In [None]:
%pylab inline

# Tutorial on how to use `MadArray` objects

A `MadArray` is a numpy array with missing elements. It is generated using three types of parameter:

* **data** as an array of entries, either *int*, *float* or *complex*;
* a **mask** indicating the missing entries;
* **options** to define the behaviour of the object.

A basic initialisation requires only a data matrix.  Without mask, all elements are considered as non-missing

In [None]:
from madarrays import MadArray

# initialisation without mask
data = np.random.rand(4, 6)

A = MadArray(data)
print(A)

## Masking

The masking of data differs according to the type of entries:

* if the entries are *int* or *float*, the masking is done exclusively by giving aa boolean array of the same size of the data as argument `mask`, each entry indicating if the corresponding entry in the data array is missing or not
* if the entries are *complex*, the masking can be done as previously, or by giving boolean arrays of the same size of the data as arguments `mask_amplitude` and `mask_phase`, each entry indicating respectively if the magnitude and the phase of the corresponding entry is missing or not.

In [None]:
# initialization with a mask
mask = np.random.random(data.shape) < 0.5

Am = MadArray(data, mask)
print(mask)
print(Am)

A *MadArray* can also be defined from another *MadArray*, for example to copy the object:

In [None]:
Am2 = MadArray(Am)
print('{} - {}'.format(str(Am), repr(Am)))
print('{} - {}'.format(str(Am2), repr(Am2)))
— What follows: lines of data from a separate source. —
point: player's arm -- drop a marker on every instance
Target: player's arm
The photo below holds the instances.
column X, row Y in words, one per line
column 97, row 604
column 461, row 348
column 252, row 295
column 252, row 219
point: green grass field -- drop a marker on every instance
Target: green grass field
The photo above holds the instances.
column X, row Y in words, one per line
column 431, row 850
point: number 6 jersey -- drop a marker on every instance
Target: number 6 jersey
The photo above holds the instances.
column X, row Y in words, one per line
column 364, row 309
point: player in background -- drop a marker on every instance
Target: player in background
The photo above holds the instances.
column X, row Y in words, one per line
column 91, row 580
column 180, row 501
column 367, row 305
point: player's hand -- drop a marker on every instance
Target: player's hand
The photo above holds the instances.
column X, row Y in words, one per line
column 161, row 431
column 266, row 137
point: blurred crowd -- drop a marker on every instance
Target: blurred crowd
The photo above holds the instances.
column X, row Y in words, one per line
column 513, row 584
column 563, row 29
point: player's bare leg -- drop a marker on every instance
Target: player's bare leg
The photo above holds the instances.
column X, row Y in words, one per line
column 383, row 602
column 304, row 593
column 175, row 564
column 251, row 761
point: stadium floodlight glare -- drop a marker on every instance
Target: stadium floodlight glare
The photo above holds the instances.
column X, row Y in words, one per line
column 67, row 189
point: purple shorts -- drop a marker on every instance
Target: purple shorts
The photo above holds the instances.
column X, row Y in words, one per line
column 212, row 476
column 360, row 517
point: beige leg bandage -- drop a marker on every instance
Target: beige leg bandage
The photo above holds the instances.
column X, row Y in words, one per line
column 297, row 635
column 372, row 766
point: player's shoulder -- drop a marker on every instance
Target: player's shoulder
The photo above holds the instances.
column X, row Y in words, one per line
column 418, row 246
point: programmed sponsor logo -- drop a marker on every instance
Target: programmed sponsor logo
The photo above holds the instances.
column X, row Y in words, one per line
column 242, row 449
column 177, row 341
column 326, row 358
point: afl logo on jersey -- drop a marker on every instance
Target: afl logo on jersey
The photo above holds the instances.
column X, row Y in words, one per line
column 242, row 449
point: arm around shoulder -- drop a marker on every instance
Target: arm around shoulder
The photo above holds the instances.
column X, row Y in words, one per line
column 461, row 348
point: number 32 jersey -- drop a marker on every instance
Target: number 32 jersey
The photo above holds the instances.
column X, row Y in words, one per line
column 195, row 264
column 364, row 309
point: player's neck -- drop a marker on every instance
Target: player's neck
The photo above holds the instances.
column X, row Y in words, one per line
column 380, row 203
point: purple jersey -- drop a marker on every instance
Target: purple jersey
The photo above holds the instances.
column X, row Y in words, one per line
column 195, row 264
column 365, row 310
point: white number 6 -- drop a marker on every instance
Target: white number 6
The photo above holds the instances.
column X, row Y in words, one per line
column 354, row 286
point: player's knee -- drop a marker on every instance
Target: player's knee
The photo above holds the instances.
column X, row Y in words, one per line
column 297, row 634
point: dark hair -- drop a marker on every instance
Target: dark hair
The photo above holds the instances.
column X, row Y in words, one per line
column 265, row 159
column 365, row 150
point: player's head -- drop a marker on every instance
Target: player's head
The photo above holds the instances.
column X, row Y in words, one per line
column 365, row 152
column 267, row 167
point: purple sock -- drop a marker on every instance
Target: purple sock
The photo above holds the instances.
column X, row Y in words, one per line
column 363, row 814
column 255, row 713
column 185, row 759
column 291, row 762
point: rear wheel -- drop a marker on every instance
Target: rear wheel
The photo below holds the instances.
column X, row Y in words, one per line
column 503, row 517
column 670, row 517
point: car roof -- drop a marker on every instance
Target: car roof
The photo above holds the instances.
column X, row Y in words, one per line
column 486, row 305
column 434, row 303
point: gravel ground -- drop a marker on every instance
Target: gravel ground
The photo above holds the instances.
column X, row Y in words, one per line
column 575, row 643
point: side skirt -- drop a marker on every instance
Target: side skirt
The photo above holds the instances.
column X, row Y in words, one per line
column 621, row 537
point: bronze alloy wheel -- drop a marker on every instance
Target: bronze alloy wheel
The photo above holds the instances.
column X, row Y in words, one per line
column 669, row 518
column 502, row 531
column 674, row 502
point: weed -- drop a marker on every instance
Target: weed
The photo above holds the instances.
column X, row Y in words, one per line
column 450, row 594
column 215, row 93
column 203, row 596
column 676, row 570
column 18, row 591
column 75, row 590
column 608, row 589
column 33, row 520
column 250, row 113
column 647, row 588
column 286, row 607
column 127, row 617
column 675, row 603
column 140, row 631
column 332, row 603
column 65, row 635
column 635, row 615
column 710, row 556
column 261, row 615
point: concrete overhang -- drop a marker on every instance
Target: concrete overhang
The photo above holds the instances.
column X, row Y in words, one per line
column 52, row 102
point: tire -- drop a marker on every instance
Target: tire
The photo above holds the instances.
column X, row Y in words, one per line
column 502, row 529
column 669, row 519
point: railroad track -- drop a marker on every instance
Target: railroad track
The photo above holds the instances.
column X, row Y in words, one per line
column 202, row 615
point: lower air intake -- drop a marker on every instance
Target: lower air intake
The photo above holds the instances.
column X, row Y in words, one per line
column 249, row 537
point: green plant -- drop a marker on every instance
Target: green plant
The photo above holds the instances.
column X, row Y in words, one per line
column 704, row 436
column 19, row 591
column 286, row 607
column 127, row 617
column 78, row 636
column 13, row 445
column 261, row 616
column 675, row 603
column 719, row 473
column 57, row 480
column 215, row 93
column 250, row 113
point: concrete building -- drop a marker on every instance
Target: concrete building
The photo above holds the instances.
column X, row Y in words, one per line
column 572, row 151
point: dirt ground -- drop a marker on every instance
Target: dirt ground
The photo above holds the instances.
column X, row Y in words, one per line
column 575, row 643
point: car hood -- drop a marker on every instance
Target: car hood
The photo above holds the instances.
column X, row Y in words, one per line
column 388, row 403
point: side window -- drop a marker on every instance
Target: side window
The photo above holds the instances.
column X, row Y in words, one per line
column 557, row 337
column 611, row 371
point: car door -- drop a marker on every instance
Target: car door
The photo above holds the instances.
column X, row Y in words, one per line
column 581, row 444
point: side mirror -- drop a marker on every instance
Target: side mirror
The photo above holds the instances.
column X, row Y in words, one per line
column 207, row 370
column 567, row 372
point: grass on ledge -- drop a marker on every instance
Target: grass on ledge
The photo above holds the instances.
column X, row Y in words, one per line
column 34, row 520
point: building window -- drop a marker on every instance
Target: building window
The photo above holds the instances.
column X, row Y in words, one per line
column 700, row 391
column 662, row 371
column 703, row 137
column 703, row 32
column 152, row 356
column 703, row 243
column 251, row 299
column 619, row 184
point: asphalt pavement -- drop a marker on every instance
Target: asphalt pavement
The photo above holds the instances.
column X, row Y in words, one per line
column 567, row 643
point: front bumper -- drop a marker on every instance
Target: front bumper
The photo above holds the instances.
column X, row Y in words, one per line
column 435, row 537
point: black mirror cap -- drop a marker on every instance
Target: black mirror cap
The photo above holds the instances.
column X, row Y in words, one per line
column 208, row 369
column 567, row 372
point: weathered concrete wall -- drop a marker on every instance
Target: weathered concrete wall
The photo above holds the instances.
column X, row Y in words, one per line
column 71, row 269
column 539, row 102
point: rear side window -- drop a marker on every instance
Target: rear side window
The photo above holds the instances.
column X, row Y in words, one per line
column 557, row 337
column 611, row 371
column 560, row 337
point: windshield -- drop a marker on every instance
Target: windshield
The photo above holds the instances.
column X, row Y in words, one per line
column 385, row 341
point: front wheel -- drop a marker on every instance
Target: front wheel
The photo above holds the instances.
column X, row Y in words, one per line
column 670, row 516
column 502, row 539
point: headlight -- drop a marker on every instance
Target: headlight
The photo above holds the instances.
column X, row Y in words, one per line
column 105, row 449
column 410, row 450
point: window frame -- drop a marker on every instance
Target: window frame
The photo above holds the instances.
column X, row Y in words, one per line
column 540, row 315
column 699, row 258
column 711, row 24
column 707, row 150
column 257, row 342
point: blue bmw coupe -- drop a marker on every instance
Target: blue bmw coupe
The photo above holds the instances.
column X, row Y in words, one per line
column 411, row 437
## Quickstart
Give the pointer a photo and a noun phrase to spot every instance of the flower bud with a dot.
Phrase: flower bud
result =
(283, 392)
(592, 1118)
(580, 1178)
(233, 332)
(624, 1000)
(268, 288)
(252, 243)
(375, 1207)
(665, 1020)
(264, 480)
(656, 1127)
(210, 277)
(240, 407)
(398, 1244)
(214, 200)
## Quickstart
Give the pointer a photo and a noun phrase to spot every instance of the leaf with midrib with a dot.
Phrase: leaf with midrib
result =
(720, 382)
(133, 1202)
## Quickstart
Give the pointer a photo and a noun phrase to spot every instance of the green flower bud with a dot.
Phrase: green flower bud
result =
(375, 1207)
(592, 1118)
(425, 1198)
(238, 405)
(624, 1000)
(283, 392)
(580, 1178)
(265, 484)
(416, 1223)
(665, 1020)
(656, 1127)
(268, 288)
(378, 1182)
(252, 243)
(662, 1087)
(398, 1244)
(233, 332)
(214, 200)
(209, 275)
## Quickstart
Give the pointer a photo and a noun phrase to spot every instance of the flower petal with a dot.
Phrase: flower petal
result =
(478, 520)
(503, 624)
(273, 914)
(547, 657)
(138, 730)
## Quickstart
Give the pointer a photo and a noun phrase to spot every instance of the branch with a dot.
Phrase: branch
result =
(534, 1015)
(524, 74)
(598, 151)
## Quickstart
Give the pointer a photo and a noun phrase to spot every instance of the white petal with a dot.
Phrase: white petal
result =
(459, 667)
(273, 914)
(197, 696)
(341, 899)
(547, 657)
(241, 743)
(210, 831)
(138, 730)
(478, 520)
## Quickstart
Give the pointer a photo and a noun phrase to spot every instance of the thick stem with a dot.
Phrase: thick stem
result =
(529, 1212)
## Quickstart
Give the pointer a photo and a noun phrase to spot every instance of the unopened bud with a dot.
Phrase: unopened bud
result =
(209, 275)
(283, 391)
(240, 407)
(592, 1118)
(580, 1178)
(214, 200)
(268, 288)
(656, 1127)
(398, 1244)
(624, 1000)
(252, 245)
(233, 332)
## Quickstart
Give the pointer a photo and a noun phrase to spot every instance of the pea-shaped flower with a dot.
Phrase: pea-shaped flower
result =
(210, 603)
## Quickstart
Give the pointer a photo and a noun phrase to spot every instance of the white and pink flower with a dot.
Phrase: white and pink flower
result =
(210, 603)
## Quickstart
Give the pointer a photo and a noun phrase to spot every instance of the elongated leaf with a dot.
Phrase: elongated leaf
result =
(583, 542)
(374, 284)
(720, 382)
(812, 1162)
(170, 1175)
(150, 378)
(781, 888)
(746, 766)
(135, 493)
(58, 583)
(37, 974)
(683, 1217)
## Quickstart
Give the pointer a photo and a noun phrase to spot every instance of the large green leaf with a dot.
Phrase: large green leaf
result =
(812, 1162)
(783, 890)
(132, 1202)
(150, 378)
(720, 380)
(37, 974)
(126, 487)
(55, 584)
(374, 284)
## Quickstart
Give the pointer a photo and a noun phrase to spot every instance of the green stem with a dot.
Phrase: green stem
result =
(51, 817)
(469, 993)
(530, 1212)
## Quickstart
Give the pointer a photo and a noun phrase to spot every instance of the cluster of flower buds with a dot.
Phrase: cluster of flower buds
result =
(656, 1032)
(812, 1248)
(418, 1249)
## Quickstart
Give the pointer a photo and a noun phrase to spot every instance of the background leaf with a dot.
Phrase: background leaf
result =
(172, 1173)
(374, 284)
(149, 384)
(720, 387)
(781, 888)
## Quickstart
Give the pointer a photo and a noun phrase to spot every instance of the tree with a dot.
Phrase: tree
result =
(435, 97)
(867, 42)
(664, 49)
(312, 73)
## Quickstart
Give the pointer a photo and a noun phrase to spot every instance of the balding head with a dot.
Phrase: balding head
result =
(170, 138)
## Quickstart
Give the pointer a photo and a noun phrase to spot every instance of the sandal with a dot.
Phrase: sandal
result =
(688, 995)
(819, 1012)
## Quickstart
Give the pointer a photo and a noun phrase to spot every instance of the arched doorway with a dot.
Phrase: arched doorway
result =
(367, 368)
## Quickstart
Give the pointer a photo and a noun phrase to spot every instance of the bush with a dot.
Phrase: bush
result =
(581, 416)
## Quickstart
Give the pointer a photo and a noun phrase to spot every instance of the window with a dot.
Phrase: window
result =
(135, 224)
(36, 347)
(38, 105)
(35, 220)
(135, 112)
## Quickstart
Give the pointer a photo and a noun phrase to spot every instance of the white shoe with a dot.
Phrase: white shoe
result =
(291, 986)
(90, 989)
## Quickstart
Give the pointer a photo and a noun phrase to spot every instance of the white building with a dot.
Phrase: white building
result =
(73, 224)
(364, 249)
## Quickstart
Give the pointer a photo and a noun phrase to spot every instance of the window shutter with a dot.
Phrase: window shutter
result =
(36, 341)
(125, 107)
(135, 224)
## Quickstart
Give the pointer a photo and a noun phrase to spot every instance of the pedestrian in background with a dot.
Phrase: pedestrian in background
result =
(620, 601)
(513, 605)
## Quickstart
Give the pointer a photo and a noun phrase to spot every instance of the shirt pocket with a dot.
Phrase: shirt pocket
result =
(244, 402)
A different mask can also be used:

In [None]:
mask2 = np.random.random(data.shape) < 0.9
Am3 = MadArray(Am, mask2)
print('{} - {}'.format(str(Am), repr(Am)))
print('{} - {}'.format(str(Am3), repr(Am3)))

## Properties

A *MadArray* has attributes that give information about the masking.

In [None]:
# mask of non-missing elements
print(Am.known_mask)

In [None]:
# mask of missing elements
print(Am.unknown_mask)

In [None]:
print('Is masked: {}'.format(Am.is_masked))
print('Ratio missing data: {}'.format(Am.ratio_missing_data))

## Indexing

There are two different and incompatible ways to index *MadArray*. By default (`masked_indexing=False`), it is similar to the indexing of *nd-array*: both the data matrix and the mask are indexed, and a *MadArray* with the shape defined by the indices is returned:

In [None]:
print(A[0:3, 1:3])
print(Am[0:3, 1:3])

With the other way (`masked_indexing=True`), a MadArray with the shape unchanged is returned, where non-indexed entries are considered as masked.

In [None]:
Am4 = MadArray(data, mask, masked_indexing=True)
print(Am4[0:3, 1:3])

This latter approach is adapted to be handled with *scikit-learn* procedures.

## Numerical operations
Numpy functions apply on *MadArray*, but **without** taking into account the mask 


In [None]:
print(np.mean(A))
print(np.mean(Am))